The costs of the company's "back to Starbucks" initiatives are having a notable impact on its operating performance. Operating income for the quarter was down 45.3% year over year to $601 million, and the aforementioned decline in net earnings per share followed a similar trend. The main culprit in the financial statements is an increase in "store operating expenses", which increased 12.1% during the quarter. I think this can be partially attributed to Starbucks reversing its trend on labor.
One of the strategies that Starbucks attempted in its efforts to improve its financial results in recent years was to increase automation. But as a recent article in The Guardian notes, it didn't work. Better equipment wasn't a good substitution for more staff at the stores. On a call with investors last month, reported the newspaper, CEO Brian Niccol acknowledged that the chain had been reducing staff in its coffee shops over the last few years, but said that the new plan is to pivot back to increasing store staff.
Niccol joined the company in the summer of 2024, and has been working to turn the company around.
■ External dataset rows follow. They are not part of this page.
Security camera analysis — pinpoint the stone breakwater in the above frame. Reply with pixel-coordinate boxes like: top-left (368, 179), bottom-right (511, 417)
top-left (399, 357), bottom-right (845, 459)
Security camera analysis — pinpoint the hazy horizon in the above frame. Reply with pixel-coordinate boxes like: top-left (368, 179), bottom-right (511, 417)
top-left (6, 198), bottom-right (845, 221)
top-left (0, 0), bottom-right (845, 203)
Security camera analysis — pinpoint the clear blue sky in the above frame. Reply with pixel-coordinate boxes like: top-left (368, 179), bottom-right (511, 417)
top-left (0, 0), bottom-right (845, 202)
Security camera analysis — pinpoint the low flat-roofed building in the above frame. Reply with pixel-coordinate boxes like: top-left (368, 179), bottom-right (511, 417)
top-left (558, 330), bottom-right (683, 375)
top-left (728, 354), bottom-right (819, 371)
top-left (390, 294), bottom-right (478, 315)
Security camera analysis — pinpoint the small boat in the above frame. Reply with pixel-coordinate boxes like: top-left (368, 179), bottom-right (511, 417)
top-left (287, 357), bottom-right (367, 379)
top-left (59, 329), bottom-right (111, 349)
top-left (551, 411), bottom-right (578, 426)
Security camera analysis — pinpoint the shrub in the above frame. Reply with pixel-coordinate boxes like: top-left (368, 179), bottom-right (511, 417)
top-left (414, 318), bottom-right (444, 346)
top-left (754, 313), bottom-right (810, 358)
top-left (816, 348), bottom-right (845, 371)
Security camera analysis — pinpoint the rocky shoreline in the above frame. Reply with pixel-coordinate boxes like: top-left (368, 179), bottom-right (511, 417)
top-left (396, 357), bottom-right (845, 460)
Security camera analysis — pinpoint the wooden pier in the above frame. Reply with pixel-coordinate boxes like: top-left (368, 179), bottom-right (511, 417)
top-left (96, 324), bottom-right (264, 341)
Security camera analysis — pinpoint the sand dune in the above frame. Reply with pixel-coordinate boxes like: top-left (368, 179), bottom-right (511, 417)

I think we have to be fair here. Niccol was successful at Chipotle and could very well right the ship at Starbucks. The problem is, it seems we're looking at a long timetable, which makes the stock seem unattractive for now. The disappointing fiscal Q2 results reflect the continued problem.
Analysts' consensus earnings estimate for the fiscal year is a pretty weak $2.50 per share. That would be a 24% decline from $3.31 in 2024, and doesn't provide much momentum for the stock. A sinking bottom line is a pretty significant hurdle to tackle when a company is relying on higher expenditures per transaction to offset a decline in the overall number of transactions. That can only work for so long. People are only going to spend so much at a coffee shop. Given the challenging consumer environment regarding necessities like groceries and housing, it seems less likely that more consumers will flock to Starbucks for their premium coffee, given the more cost-effective options of simply brewing their morning Joe at home or picking a less pricey purveyor.
All in all, I don't think Starbucks shares are worth a look at this time. There's too much uncertainty about how long its turnaround may take. Simply investing in the S&P 500 has been a better investment. Over the last five years, S&P shares have outperformed Starbucks by more than 85%.